Thursday, July 02, 2009

Iran's Jews are staying mum out of fear

Jewish boys at government-sponsored demonstration over Gaza

Iran's Jews are careful not to comment on the current political turmoil in Iran in the wake of the country's disputed election lest any statement be used against them. Karmel Melamed explains in the Jewish Journal of Los Angeles:

"Since the current crisis broke out in Iran, I have had scores of Iranian Jewish activists and leaders repeatedly remind me to “watch” what I write about with regards to the government in Iran. They fear that what is said by our community in the U.S. may possible jeopardize the lives of the Jews living in Iran. This fear is so powerful in the Iranian American Jewish community that some individuals and community leaders will not even publicly comment on why they have decided to remain silent about their true feelings concerning the conflict on the streets of Iran!

"They not only believe that the regime of radical Islamic clerics may seek retribution in the form of violence against their Jewish brethren in Iran, but they also feel as if the regime’s thugs will manipulate any statements the Iranian American Jews make to news media outlets to divert the attention from the regime’s human rights violations after the election. Now while you may see many Iranian American Jews joining the hundreds of protesters in L.A.’s Westwood Village holding up banners against the regime in Iran, not many of them will openly criticize the regime on the record for a news media outlet.

"This journalist’s sources here in Southern California and in Iran reveal the reality that the Jews of Iran are trying to stay out of the conflict on the streets of Tehran. They are essentially staying neutral with regards to the political battle between the “hardliners” and “reformists” in the Iranian regime.

"Nevertheless, my sources have informed me that young Jews have been among the Iranian student protesters injured and even arrested by the Iranian government following the election. What many American Jews and those unfamiliar with Iranian Jewish history do not realize is that Iran’s Jews have always found a way not to take sides when political or social crises occur in Iran. Perhaps the best example of this occured during the 1906 Constitutional Revolution when many in Iran wanted a form of a representive type democratic government with a constitution. Iran’s Muslim majority approached the Jews threatening them to either accept or refuse the new constiutional government or face death. To these demands Iran’s Jews in 1906 responded with a popular saying that community members in L.A. recall; “as has been dictated to us by the country’s Muslims, we also do not want a constitutional government.

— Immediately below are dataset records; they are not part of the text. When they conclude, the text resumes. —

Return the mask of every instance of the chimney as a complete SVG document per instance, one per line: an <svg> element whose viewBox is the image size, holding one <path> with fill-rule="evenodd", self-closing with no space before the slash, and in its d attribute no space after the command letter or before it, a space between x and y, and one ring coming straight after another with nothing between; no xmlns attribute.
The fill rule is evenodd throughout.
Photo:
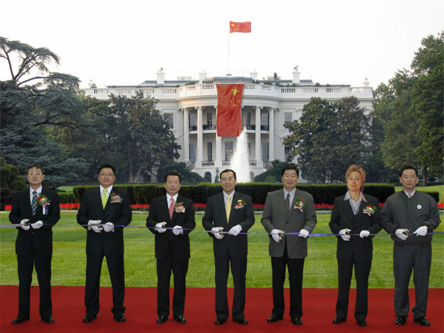
<svg viewBox="0 0 444 333"><path fill-rule="evenodd" d="M157 73L157 79L156 80L157 85L164 85L165 84L165 74L164 73L164 68L160 67L159 71Z"/></svg>
<svg viewBox="0 0 444 333"><path fill-rule="evenodd" d="M300 83L300 72L299 71L299 66L296 65L293 67L293 83L298 85Z"/></svg>
<svg viewBox="0 0 444 333"><path fill-rule="evenodd" d="M202 83L205 78L207 78L207 73L205 71L202 71L199 73L199 82Z"/></svg>

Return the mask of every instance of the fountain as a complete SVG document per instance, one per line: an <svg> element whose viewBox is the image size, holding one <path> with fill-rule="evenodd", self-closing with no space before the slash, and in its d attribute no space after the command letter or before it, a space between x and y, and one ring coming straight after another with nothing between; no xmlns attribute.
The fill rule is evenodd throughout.
<svg viewBox="0 0 444 333"><path fill-rule="evenodd" d="M237 137L236 151L231 161L230 167L236 172L237 182L250 182L250 155L248 154L248 136L244 127Z"/></svg>

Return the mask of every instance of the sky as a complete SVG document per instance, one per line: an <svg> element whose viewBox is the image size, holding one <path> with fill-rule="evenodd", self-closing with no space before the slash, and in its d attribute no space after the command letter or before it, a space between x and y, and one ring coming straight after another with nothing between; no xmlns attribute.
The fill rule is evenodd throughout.
<svg viewBox="0 0 444 333"><path fill-rule="evenodd" d="M275 72L301 79L376 88L409 68L421 40L444 30L439 0L309 1L78 0L3 1L0 36L60 58L54 71L87 87L136 85L178 76L250 76ZM229 22L251 22L231 33ZM10 78L0 58L0 80Z"/></svg>

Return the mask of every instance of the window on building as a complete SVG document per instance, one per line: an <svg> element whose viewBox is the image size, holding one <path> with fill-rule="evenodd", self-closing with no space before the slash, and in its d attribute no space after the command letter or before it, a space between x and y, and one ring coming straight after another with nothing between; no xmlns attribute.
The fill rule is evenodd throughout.
<svg viewBox="0 0 444 333"><path fill-rule="evenodd" d="M285 146L284 148L284 153L285 155L285 162L291 162L293 161L293 158L291 157L291 149L289 146Z"/></svg>
<svg viewBox="0 0 444 333"><path fill-rule="evenodd" d="M165 113L164 114L168 126L170 128L174 128L174 114L173 113Z"/></svg>
<svg viewBox="0 0 444 333"><path fill-rule="evenodd" d="M225 162L231 162L233 157L233 142L225 142Z"/></svg>
<svg viewBox="0 0 444 333"><path fill-rule="evenodd" d="M188 114L188 123L190 130L197 130L197 119L196 113Z"/></svg>
<svg viewBox="0 0 444 333"><path fill-rule="evenodd" d="M189 144L189 160L190 162L196 162L196 144Z"/></svg>
<svg viewBox="0 0 444 333"><path fill-rule="evenodd" d="M208 162L213 162L213 143L207 142L207 156Z"/></svg>
<svg viewBox="0 0 444 333"><path fill-rule="evenodd" d="M268 130L268 112L261 113L261 130Z"/></svg>
<svg viewBox="0 0 444 333"><path fill-rule="evenodd" d="M289 123L293 121L293 114L291 112L284 113L284 123Z"/></svg>
<svg viewBox="0 0 444 333"><path fill-rule="evenodd" d="M262 142L262 162L268 162L268 143Z"/></svg>
<svg viewBox="0 0 444 333"><path fill-rule="evenodd" d="M207 128L209 130L213 129L213 114L211 112L207 114Z"/></svg>
<svg viewBox="0 0 444 333"><path fill-rule="evenodd" d="M211 172L207 171L203 175L205 182L211 182Z"/></svg>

"While Iran’s Jews had not this year nor have they ever endorsed any candidates during the last 30 years in Iran, the community shares positive relations with many of the supposed “reformist” politicians including Mehdi Karroubi. During his campaign, Karroubi, who himself a follower of Ayatollah Ruhollah Khomeini, did briefly speak about improving rights for Iran’s minorities. Yet Iran’s Jews have not openly sided with the “reformists” nor with the regime’s “hardliners” for fear that may either side of the political power struggle clamp down on the Jews for saying anything advantageous. The upheaval in Iran today only reinforces the long hard reality that the Jews still living in Iran are essentially hostages of the regime! The not only place their own lives at risk but they also serve as the perfect scapegoats and propaganda tools for Iran’s radical Islamic regime to abuse at any time.